4. Humano - Postura de "aprendente", não parar de desenvolver habildiades, conhecimentos e atitudes. Continuar conhecendo e tendo curiosidade e espanto em descobri algo novo.

5. Capital Psicológico Positivo - Formado pela combinação sinérgica de quatro competências sócio-emocionais: a esperança, o otimismo, a resiliência e a autoeficácia (crença de que com os recursos disponíveis irá entregar algum resultado).

As pesquisas com longevos felizes (The Grant Study, Okinawa, Rosseto, Louisiana)  mostraram que a ativação de apenas três capitais, dos relatados acima, com o seu investimento na vida longeva, torna a vida mais plena e feliz.
Por exemplo, alguns longevos que enfrentam déficits na saúde, mas mantém um forte espírito de vinculação social, esperança, e ainda continuam curiosos em aprender algo, compensam o pouco capital biológico, alterando a modulação da percepção geral do estado de ânimo, para a de um bem-estar subjetivo, apesar das doenças e limitações físicas que enfrenta.

Assim como verificado junto a longevos com pouco recursos financeiros, ou vivendo em condições de risco social. Mais uma vez, quando os outros capitais estão presentes, pelo menos três deles, o enfrentamento da situação financeira não compromete a saúde emocional.

Então, eu resumiria que o segredo de uma pele lisinha interior é manter a cabeça ocupada e o coração aquecido.  Vida ativa, participação social, vontade de aprender coisas novas, são a fonte da vitalidade.

Todo mundo conhece alguém com mais de 80, ou não?  Daqui a alguns anos você conhecerá alguém com 100, em cada esquina.

Então, a ideia que a placa de estacionamento reservado passa, nas vagas de idosos, como uma pessoa andando de bengala, tipo um "encostado da vida", é cada vez menos representativa do que vem ocorrendo, mundo afora.

Os gerotonlescentes estão fazendo com suas bengalas verdadeiros cajados.

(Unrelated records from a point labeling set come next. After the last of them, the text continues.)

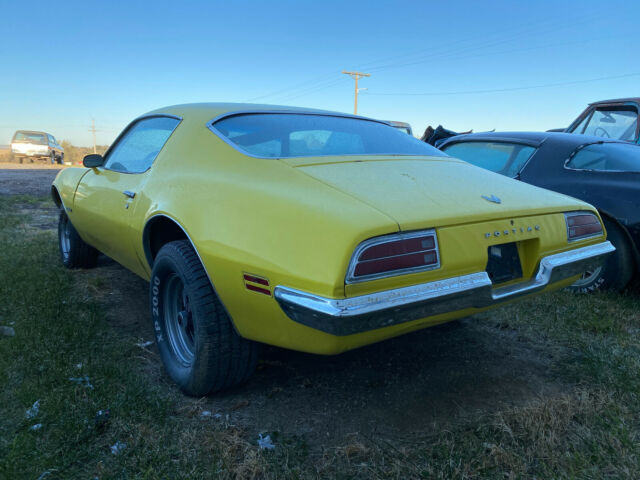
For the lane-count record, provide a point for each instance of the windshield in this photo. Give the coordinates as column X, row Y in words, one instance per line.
column 30, row 137
column 618, row 123
column 500, row 157
column 282, row 135
column 607, row 157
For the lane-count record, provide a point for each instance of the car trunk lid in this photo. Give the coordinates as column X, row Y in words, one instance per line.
column 421, row 192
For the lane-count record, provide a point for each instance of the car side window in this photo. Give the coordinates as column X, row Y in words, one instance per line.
column 606, row 157
column 136, row 151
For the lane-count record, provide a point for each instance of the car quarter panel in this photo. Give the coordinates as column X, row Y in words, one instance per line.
column 547, row 170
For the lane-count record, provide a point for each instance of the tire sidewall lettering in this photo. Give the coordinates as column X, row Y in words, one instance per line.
column 155, row 307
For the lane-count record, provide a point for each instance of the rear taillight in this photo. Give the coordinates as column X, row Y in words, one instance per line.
column 582, row 225
column 394, row 255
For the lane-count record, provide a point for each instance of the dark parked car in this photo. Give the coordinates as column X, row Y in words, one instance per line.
column 614, row 119
column 605, row 173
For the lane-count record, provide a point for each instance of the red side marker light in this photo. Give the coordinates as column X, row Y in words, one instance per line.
column 256, row 284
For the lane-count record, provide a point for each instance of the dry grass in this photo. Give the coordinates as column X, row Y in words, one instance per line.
column 590, row 431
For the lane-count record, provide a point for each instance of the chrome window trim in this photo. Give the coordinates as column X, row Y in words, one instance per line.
column 350, row 278
column 347, row 316
column 210, row 125
column 129, row 127
column 582, row 237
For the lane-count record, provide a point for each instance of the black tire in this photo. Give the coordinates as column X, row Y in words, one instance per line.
column 618, row 269
column 198, row 344
column 74, row 252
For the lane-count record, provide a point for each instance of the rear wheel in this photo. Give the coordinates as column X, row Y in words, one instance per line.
column 617, row 270
column 198, row 345
column 74, row 252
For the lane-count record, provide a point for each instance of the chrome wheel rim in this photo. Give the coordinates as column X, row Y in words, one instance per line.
column 178, row 320
column 587, row 277
column 65, row 239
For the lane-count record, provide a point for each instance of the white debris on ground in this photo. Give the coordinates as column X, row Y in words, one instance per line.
column 208, row 413
column 84, row 381
column 118, row 447
column 33, row 410
column 265, row 442
column 7, row 331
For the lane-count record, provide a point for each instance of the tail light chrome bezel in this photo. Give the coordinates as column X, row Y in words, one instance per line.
column 372, row 242
column 578, row 213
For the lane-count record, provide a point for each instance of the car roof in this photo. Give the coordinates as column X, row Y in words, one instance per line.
column 617, row 100
column 209, row 111
column 31, row 131
column 534, row 139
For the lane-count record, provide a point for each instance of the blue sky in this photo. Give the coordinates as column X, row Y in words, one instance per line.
column 431, row 62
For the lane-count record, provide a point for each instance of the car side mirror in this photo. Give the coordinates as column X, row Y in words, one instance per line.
column 93, row 160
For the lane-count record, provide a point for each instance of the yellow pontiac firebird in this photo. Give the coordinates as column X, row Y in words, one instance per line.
column 309, row 230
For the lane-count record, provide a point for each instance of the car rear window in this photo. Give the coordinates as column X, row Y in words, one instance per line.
column 282, row 135
column 606, row 157
column 29, row 137
column 500, row 157
column 617, row 123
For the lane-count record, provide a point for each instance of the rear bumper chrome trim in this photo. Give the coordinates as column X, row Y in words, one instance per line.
column 347, row 316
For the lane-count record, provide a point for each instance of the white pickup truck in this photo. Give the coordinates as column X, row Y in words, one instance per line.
column 36, row 145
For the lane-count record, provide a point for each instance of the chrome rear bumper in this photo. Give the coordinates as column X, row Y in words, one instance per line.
column 381, row 309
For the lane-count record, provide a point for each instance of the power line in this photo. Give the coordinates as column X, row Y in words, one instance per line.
column 356, row 76
column 512, row 89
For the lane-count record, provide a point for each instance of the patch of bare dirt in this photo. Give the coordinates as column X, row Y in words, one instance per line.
column 27, row 179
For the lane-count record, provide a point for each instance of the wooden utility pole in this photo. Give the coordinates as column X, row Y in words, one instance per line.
column 356, row 76
column 93, row 131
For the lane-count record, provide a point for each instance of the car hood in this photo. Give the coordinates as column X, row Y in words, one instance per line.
column 420, row 192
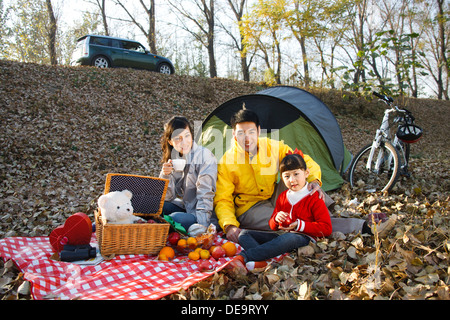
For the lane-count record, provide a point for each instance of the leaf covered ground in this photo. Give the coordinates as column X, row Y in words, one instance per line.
column 62, row 129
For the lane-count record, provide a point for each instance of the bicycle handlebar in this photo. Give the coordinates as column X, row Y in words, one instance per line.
column 383, row 97
column 389, row 101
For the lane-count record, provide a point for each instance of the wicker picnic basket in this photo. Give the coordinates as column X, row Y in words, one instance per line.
column 147, row 201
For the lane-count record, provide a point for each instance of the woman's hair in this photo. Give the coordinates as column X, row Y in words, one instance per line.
column 292, row 162
column 175, row 123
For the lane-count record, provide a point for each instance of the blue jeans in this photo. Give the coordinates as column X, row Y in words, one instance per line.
column 179, row 215
column 263, row 245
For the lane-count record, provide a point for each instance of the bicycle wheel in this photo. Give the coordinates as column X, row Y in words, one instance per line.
column 373, row 179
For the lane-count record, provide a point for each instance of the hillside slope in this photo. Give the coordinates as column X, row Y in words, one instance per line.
column 62, row 129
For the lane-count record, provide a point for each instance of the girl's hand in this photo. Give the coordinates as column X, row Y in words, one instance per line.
column 291, row 227
column 167, row 168
column 281, row 216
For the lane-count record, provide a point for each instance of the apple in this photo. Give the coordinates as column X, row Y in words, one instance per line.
column 173, row 238
column 287, row 222
column 217, row 252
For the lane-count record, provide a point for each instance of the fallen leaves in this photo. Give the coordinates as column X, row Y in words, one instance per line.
column 64, row 128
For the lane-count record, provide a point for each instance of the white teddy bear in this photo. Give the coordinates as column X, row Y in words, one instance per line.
column 116, row 208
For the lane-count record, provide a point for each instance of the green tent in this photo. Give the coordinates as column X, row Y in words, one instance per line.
column 290, row 114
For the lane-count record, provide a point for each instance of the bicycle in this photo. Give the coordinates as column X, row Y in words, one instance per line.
column 377, row 166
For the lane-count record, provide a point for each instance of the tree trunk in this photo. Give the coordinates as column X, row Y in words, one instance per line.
column 51, row 34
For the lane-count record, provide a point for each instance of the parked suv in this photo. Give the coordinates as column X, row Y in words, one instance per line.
column 106, row 52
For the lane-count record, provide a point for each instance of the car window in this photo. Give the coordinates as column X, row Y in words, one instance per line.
column 134, row 46
column 115, row 43
column 100, row 41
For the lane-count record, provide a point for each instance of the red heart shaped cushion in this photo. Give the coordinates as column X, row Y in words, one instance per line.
column 76, row 230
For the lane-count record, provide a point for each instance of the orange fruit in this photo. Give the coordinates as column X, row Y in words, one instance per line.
column 182, row 244
column 230, row 248
column 166, row 253
column 192, row 243
column 193, row 255
column 204, row 254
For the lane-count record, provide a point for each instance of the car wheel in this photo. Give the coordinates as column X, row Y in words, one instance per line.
column 164, row 68
column 100, row 62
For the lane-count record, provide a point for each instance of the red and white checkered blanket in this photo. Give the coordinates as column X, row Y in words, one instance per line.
column 126, row 277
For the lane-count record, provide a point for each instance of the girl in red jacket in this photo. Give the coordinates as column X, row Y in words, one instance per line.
column 299, row 217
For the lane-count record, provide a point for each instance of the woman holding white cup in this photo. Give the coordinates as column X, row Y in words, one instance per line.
column 192, row 173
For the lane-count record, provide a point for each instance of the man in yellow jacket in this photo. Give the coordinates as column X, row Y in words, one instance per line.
column 247, row 188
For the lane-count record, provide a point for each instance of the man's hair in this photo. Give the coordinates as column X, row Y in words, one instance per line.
column 244, row 115
column 292, row 162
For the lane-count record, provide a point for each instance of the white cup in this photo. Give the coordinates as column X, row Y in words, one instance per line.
column 178, row 164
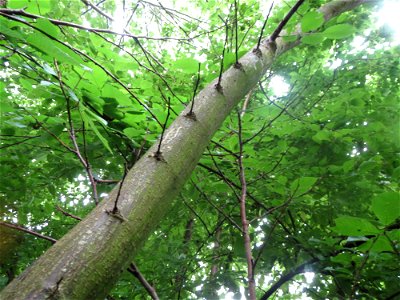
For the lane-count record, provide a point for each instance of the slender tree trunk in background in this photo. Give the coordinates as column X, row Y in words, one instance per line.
column 86, row 262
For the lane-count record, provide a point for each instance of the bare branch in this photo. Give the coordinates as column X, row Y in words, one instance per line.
column 29, row 231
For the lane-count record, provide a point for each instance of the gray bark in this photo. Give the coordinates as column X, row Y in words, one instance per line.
column 86, row 262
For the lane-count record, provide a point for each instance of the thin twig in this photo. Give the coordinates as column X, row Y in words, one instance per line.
column 158, row 154
column 245, row 222
column 286, row 19
column 21, row 12
column 72, row 134
column 133, row 269
column 265, row 24
column 65, row 213
column 218, row 86
column 191, row 113
column 31, row 232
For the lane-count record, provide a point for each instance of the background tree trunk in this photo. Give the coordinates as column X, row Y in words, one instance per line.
column 86, row 262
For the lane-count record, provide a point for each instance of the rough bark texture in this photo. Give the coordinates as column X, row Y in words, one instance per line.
column 87, row 261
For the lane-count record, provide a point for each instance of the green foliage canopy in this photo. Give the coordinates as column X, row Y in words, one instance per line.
column 321, row 161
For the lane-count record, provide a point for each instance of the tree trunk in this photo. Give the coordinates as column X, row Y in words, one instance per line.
column 86, row 262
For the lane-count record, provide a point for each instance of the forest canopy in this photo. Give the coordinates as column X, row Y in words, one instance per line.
column 296, row 196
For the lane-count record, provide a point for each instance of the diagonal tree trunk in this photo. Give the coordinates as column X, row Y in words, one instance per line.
column 86, row 262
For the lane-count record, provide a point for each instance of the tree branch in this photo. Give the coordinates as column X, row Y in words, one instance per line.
column 29, row 231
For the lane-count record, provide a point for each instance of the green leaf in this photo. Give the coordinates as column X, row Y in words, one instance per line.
column 313, row 39
column 340, row 31
column 302, row 185
column 9, row 32
column 58, row 51
column 86, row 118
column 187, row 65
column 382, row 244
column 48, row 27
column 321, row 136
column 386, row 207
column 311, row 21
column 353, row 226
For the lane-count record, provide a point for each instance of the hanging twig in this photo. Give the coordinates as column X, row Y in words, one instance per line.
column 133, row 269
column 31, row 232
column 158, row 154
column 65, row 213
column 245, row 222
column 218, row 86
column 286, row 19
column 262, row 29
column 191, row 114
column 72, row 135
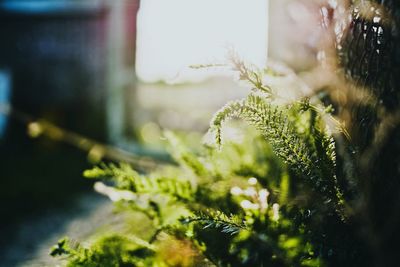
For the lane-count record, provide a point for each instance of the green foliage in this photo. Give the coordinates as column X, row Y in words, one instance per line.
column 268, row 197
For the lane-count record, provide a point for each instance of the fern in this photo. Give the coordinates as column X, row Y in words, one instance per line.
column 275, row 125
column 127, row 179
column 227, row 224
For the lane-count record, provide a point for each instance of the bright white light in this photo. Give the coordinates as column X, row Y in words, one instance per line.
column 173, row 34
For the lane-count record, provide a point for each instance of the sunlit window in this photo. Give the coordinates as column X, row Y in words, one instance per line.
column 174, row 34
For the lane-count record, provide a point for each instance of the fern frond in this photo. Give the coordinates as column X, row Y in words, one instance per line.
column 275, row 125
column 231, row 225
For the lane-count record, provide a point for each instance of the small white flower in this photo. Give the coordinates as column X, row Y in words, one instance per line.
column 250, row 192
column 236, row 191
column 252, row 181
column 275, row 211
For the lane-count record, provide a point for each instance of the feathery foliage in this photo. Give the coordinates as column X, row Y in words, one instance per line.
column 269, row 198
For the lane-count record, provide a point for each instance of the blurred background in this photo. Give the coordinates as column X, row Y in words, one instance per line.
column 79, row 77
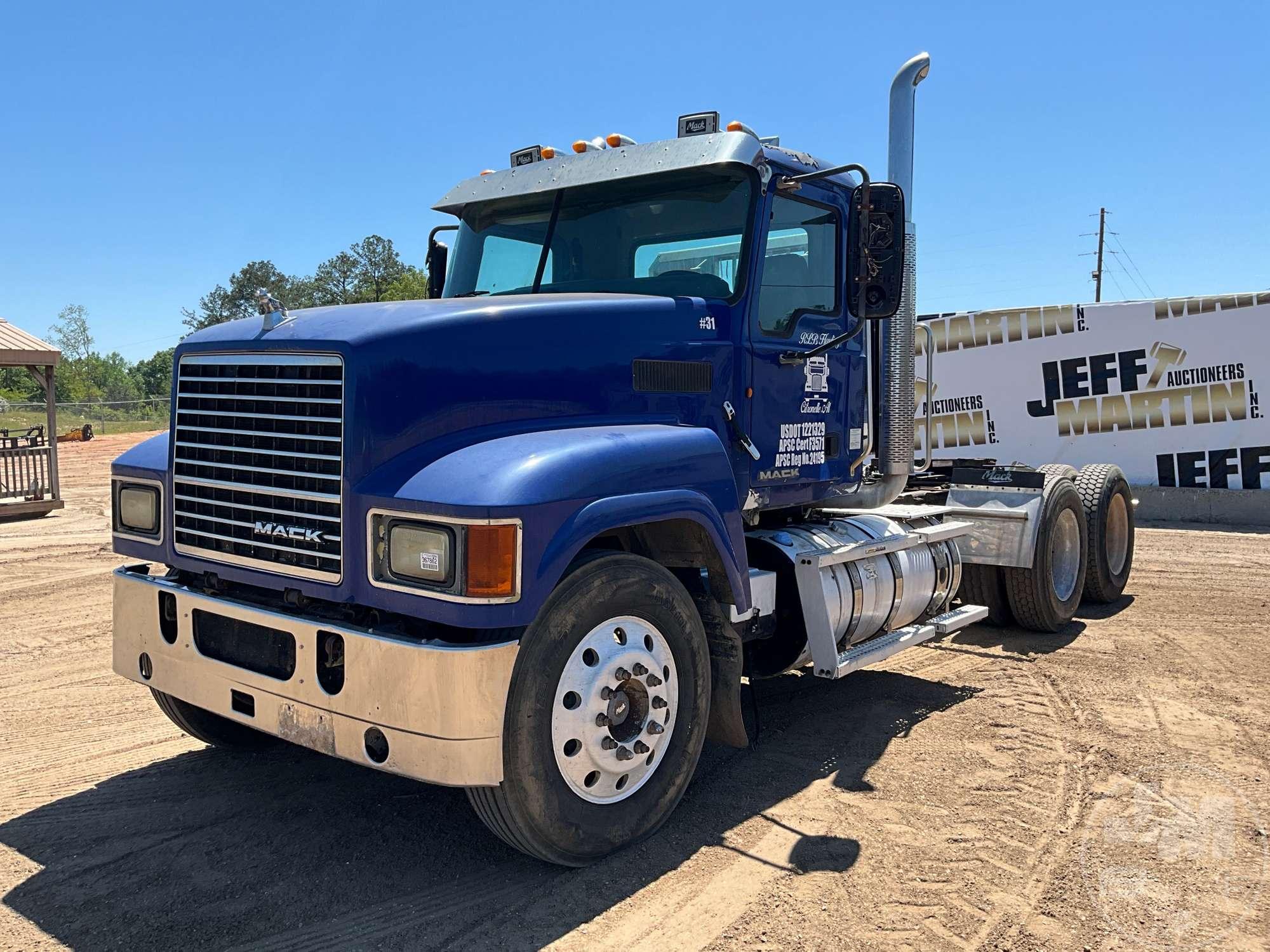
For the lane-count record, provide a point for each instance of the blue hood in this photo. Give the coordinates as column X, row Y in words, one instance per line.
column 425, row 379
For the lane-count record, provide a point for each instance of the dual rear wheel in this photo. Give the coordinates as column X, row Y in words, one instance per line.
column 1084, row 553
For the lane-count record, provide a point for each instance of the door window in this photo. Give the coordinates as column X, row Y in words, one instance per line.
column 801, row 268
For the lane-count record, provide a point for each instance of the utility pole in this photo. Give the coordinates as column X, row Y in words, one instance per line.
column 1098, row 275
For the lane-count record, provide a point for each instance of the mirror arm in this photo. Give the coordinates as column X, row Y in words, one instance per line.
column 430, row 261
column 432, row 235
column 792, row 183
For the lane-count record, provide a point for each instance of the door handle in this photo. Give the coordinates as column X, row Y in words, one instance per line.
column 739, row 435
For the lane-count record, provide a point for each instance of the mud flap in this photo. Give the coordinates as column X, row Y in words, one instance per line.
column 727, row 723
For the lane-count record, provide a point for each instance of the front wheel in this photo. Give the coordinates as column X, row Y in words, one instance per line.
column 606, row 714
column 211, row 728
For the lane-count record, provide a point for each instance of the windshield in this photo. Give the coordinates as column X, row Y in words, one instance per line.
column 676, row 234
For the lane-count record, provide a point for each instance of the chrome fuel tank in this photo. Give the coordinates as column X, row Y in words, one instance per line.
column 864, row 597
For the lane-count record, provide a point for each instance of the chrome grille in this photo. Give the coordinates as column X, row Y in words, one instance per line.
column 258, row 461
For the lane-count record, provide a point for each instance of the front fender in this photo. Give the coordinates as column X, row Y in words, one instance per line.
column 570, row 486
column 641, row 508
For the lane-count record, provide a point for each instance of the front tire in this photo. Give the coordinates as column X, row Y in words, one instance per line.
column 1109, row 520
column 1046, row 596
column 211, row 728
column 619, row 640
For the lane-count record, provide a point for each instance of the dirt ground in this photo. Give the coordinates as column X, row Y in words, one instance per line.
column 1104, row 789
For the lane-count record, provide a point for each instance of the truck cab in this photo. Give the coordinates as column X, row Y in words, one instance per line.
column 528, row 536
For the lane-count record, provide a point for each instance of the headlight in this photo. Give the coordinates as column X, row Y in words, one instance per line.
column 139, row 510
column 445, row 558
column 421, row 553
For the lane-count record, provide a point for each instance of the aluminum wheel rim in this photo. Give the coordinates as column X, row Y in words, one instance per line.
column 615, row 710
column 1118, row 534
column 1065, row 554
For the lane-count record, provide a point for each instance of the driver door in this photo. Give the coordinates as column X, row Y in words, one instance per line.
column 799, row 411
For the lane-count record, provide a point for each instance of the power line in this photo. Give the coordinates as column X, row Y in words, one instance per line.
column 1121, row 246
column 1123, row 296
column 1127, row 272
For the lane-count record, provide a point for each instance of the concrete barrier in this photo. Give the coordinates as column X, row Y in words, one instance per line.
column 1225, row 507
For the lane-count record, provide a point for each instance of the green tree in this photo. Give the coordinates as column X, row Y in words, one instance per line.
column 412, row 286
column 72, row 333
column 153, row 376
column 109, row 379
column 378, row 266
column 338, row 281
column 238, row 300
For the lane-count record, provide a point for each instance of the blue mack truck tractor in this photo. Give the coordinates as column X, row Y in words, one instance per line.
column 653, row 436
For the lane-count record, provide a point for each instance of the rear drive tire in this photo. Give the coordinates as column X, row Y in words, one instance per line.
column 211, row 728
column 984, row 586
column 575, row 788
column 1046, row 596
column 1109, row 524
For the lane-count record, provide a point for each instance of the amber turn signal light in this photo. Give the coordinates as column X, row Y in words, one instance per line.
column 492, row 562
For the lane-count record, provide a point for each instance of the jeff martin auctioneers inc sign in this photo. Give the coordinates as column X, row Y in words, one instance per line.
column 1168, row 389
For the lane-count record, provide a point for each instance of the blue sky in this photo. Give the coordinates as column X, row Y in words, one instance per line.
column 150, row 150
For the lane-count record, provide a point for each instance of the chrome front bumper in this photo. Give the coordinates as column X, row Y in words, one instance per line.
column 440, row 706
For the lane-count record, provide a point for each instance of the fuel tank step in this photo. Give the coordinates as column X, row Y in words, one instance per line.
column 883, row 647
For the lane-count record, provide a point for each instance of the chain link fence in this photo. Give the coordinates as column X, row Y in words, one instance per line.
column 106, row 416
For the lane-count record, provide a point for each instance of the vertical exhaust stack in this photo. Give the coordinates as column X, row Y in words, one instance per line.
column 897, row 402
column 897, row 383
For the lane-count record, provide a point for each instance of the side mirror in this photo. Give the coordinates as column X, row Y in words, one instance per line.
column 439, row 257
column 876, row 252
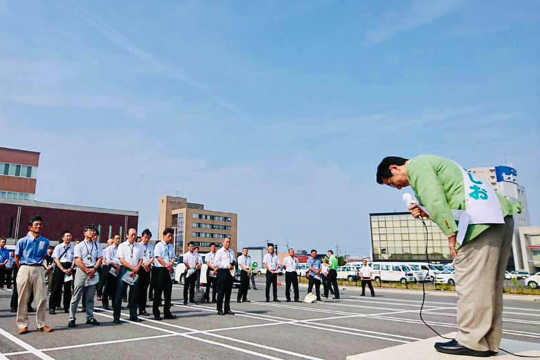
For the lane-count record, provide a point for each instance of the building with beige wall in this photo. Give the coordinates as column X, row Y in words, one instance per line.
column 192, row 222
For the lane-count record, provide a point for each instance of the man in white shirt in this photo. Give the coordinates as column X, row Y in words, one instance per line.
column 88, row 258
column 130, row 255
column 270, row 262
column 244, row 263
column 114, row 269
column 191, row 261
column 162, row 275
column 63, row 256
column 290, row 264
column 366, row 276
column 146, row 267
column 225, row 262
column 211, row 273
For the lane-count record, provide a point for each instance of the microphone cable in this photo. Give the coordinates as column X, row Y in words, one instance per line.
column 424, row 300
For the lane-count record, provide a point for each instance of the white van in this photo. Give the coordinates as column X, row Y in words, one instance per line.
column 393, row 272
column 430, row 271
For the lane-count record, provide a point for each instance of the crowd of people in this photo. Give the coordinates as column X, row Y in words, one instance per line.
column 135, row 271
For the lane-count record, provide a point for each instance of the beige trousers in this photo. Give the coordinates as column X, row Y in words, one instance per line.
column 480, row 268
column 31, row 279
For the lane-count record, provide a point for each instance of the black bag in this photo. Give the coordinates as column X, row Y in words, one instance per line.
column 200, row 295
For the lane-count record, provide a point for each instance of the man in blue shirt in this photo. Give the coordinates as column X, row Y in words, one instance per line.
column 4, row 257
column 30, row 252
column 314, row 266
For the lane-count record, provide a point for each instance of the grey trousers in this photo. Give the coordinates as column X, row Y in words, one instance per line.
column 80, row 278
column 480, row 268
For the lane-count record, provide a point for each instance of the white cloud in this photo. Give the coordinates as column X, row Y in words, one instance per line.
column 418, row 13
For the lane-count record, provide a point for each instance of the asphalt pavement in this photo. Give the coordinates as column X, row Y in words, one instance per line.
column 333, row 329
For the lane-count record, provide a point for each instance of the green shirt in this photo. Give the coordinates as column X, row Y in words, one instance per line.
column 438, row 185
column 333, row 262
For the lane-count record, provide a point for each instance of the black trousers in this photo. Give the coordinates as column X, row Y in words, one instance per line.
column 368, row 283
column 244, row 286
column 15, row 294
column 121, row 287
column 3, row 274
column 332, row 283
column 271, row 279
column 103, row 278
column 291, row 278
column 317, row 283
column 162, row 285
column 225, row 281
column 109, row 292
column 144, row 282
column 211, row 282
column 58, row 286
column 189, row 286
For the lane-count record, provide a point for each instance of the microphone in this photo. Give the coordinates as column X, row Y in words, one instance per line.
column 408, row 200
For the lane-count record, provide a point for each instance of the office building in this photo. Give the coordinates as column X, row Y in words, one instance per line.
column 503, row 179
column 15, row 214
column 399, row 237
column 18, row 174
column 192, row 222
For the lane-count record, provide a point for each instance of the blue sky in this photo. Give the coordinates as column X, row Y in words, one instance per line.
column 279, row 111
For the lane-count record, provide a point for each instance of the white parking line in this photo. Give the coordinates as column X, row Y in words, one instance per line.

E, eles não têm vergonha de seus rostos, amassados pelas prensas do tempo. Pelo contrário, consideram-nos troféus. Orgulhosos e classudos, estes "novos velhos" estão participando ativamente da vida, estudando, namorando, conhecendo novos lugares em suas próprias cidades, abrindo negócios, e sem medo de ser feliz, nem do espelho - até o pior deles, o que se revela no olhar estereotipados de pessoas que se acham dentro de uma piscina de formol.

Obs: O termo gerontolescente, ou gerontolescência, foi criado pelo geriatra, e especialista nas questões da revolução da longevidade, o médico brasileiro Alexandre Kalache.

Um comentário:

  1. Minha mãe é um exemplo vivo do que você apresentou. Aos 88 anos, nenhuma plástica, lindos cabelos grisalhos, não deixa a mente parar. Faz Supera, ginástica para a mente, e ainda uma pós-graduação. Tem reunião do francês, bíblia, etc. E não perde uma viagem. A fé também a revigora. Em muitos aspectos ela hoje é bem mais jovial do que era aos 50. É uma gerontolescente exemplar!